Em entrevista à Rádio CBN, Haddad afirmou que o governo brasileiro está empenhado em encontrar soluções para mitigar os prejuízos ao setor produtivo nacional. Ele reforçou que a posição do Palácio do Planalto é manter o diálogo aberto com Washington. “O Brasil não vai sair da mesa de negociação, é determinação de Lula”, enfatizou o ministro.
A nova tarifa foi justificada por Trump não apenas por razões econômicas, mas também por motivações políticas — especialmente em função dos desdobramentos judiciais envolvendo o ex-presidente Jair Bolsonaro. A recente operação da Polícia Federal, autorizada pela Primeira Turma do Supremo Tribunal Federal (STF), que teve Bolsonaro como alvo, repercutiu nos meios políticos norte-americanos e serviu de pano de fundo para a retaliação anunciada.
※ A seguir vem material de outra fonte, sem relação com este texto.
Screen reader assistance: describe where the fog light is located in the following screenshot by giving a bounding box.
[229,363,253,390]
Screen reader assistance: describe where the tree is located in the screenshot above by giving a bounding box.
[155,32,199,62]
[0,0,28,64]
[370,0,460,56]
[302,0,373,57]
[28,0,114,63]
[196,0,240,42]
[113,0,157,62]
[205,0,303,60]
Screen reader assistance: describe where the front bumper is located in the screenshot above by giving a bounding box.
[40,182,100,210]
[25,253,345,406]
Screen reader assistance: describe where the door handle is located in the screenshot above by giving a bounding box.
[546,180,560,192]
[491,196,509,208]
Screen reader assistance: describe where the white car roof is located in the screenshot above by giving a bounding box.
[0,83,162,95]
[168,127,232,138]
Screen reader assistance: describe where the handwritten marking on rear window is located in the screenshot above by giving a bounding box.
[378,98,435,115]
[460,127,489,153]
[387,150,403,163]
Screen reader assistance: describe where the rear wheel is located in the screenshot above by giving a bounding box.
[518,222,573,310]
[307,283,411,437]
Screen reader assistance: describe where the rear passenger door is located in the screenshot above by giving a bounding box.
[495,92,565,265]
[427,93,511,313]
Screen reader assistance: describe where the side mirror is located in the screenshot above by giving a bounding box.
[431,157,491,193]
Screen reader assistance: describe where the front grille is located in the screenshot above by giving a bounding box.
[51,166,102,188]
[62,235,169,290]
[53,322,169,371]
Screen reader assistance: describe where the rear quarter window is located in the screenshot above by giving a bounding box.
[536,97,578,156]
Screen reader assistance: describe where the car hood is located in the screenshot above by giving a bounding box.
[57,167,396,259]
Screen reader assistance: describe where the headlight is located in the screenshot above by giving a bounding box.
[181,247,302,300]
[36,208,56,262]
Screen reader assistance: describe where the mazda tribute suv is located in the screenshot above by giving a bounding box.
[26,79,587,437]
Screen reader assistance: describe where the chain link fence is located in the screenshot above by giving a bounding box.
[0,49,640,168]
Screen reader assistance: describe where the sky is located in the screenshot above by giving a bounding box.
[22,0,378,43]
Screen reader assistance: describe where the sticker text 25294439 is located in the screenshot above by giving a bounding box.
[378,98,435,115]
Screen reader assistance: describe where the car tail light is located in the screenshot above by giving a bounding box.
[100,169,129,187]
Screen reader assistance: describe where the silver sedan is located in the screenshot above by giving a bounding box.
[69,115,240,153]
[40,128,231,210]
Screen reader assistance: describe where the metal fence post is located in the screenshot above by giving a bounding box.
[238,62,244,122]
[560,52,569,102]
Para Haddad, há agentes políticos brasileiros atuando contra os interesses nacionais. “Tem uma família específica no Brasil que está concorrendo contra os interesses nacionais”, disse, em referência implícita ao clã Bolsonaro. O ministro afirmou ainda que parte da “extrema-direita” tem contribuído para a deterioração da imagem do país no exterior.
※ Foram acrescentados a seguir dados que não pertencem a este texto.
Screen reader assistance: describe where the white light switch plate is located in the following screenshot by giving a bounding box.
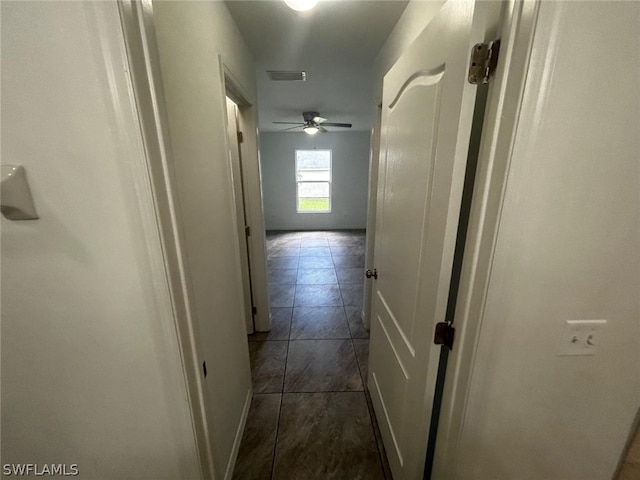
[558,320,607,356]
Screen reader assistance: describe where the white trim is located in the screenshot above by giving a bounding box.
[220,64,271,332]
[432,0,538,478]
[224,388,253,480]
[118,0,215,479]
[293,148,333,214]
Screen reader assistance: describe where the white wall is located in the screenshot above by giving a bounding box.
[1,2,200,479]
[260,132,370,230]
[153,2,255,477]
[455,2,640,480]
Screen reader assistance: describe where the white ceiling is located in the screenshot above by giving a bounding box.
[226,0,407,132]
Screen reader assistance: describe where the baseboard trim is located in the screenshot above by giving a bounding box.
[224,388,253,480]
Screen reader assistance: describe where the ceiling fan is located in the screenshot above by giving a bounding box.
[273,112,351,135]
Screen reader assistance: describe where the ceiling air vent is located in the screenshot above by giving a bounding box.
[267,70,307,82]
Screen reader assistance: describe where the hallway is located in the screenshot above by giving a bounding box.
[234,230,391,479]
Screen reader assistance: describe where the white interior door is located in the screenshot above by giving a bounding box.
[227,97,254,334]
[369,0,496,480]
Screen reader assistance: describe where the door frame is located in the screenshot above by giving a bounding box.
[219,68,271,333]
[431,0,539,472]
[363,0,539,478]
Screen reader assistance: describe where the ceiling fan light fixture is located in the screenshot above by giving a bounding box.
[284,0,318,12]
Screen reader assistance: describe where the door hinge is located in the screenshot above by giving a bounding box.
[433,322,456,350]
[469,40,500,85]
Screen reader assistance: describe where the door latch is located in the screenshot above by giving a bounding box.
[433,322,456,350]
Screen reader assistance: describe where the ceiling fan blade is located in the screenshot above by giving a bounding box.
[322,122,351,128]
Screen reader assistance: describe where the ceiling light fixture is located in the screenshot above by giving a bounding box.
[284,0,318,12]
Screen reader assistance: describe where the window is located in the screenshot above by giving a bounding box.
[296,150,331,213]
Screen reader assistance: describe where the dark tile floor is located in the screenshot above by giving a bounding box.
[233,231,391,480]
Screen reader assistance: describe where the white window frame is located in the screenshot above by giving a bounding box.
[293,148,333,213]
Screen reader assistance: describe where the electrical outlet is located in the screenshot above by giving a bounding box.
[558,320,607,356]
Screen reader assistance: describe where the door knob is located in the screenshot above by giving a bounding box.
[364,268,378,280]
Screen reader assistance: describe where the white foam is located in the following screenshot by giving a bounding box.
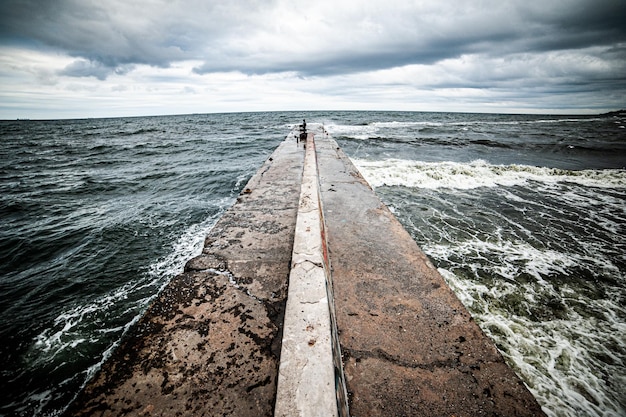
[439,269,626,417]
[353,159,626,189]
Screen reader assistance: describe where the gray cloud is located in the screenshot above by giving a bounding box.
[0,0,626,79]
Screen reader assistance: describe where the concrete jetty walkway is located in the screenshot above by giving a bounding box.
[65,125,544,417]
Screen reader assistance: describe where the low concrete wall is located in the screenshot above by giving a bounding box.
[65,125,544,417]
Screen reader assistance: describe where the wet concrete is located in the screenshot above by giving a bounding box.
[316,131,544,417]
[65,125,543,417]
[65,136,304,417]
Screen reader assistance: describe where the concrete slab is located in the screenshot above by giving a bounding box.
[274,133,338,417]
[316,135,543,417]
[65,132,304,417]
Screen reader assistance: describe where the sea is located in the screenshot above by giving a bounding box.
[0,111,626,417]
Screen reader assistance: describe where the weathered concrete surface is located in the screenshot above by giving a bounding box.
[65,132,304,417]
[316,131,543,417]
[274,133,338,417]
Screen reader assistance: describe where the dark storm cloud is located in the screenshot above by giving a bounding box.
[0,0,626,79]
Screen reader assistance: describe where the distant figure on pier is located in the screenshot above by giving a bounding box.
[300,119,306,142]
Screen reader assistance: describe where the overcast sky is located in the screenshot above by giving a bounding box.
[0,0,626,119]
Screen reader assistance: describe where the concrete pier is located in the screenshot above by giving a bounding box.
[66,125,544,417]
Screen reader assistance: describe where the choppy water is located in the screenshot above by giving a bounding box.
[0,112,626,416]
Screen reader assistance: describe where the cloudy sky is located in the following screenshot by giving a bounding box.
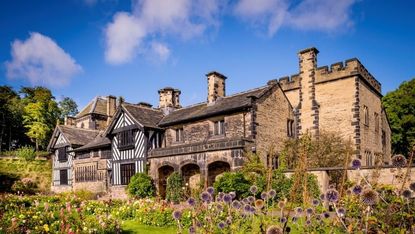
[0,0,415,107]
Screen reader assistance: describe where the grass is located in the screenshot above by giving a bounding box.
[122,220,177,234]
[0,157,52,191]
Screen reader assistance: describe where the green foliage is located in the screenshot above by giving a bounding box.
[213,172,251,198]
[12,178,38,194]
[127,173,155,198]
[58,97,78,120]
[382,78,415,155]
[166,172,184,203]
[15,146,36,161]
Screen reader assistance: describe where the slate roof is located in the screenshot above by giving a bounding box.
[57,125,99,145]
[73,131,111,152]
[122,103,164,128]
[75,97,108,118]
[159,85,272,127]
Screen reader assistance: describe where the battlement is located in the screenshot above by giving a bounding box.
[278,74,300,91]
[315,58,381,93]
[278,58,381,94]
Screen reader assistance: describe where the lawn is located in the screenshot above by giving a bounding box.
[122,220,177,234]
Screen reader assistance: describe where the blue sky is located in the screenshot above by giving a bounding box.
[0,0,415,108]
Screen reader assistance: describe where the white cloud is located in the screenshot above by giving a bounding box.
[151,42,170,61]
[5,32,82,87]
[235,0,357,36]
[105,0,220,64]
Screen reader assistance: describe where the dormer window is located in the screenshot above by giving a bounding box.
[176,128,183,142]
[117,129,134,149]
[213,119,225,135]
[58,147,68,161]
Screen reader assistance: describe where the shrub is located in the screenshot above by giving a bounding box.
[166,172,184,203]
[127,173,155,198]
[213,172,251,198]
[12,178,38,194]
[16,146,36,161]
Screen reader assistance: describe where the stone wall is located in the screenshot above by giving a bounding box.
[255,86,294,163]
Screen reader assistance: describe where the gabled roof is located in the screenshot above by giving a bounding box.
[159,84,273,127]
[48,125,99,150]
[122,103,164,128]
[73,131,111,152]
[75,97,108,118]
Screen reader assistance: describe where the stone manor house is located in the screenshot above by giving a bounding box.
[48,48,391,197]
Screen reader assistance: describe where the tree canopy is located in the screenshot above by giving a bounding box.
[383,78,415,155]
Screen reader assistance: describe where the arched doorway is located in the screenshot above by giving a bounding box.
[181,163,200,190]
[158,165,174,199]
[208,161,231,186]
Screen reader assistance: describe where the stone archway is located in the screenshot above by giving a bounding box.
[208,161,231,186]
[181,163,200,189]
[158,165,174,199]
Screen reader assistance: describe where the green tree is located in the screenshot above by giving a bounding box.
[382,78,415,155]
[58,97,78,120]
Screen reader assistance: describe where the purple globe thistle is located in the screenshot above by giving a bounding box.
[266,225,284,234]
[291,216,298,223]
[295,207,303,215]
[326,188,339,203]
[352,158,362,170]
[268,189,277,199]
[232,200,241,210]
[189,226,196,234]
[187,197,196,206]
[229,191,236,199]
[261,192,268,200]
[206,187,215,195]
[360,188,379,206]
[173,210,182,220]
[218,221,226,229]
[223,194,232,203]
[249,185,258,195]
[392,154,406,168]
[200,192,211,202]
[402,189,412,199]
[244,204,251,213]
[337,207,346,216]
[352,184,363,195]
[255,199,264,210]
O governo brasileiro enviou uma nova carta oficial aos Estados Unidos, buscando reabrir as tratativas e demonstrar que não há justificativa plausível para as tarifas impostas. Enquanto isso, setores da economia aguardam com apreensão os próximos passos da diplomacia brasileira diante de um cenário cada vez mais tenso e incerto.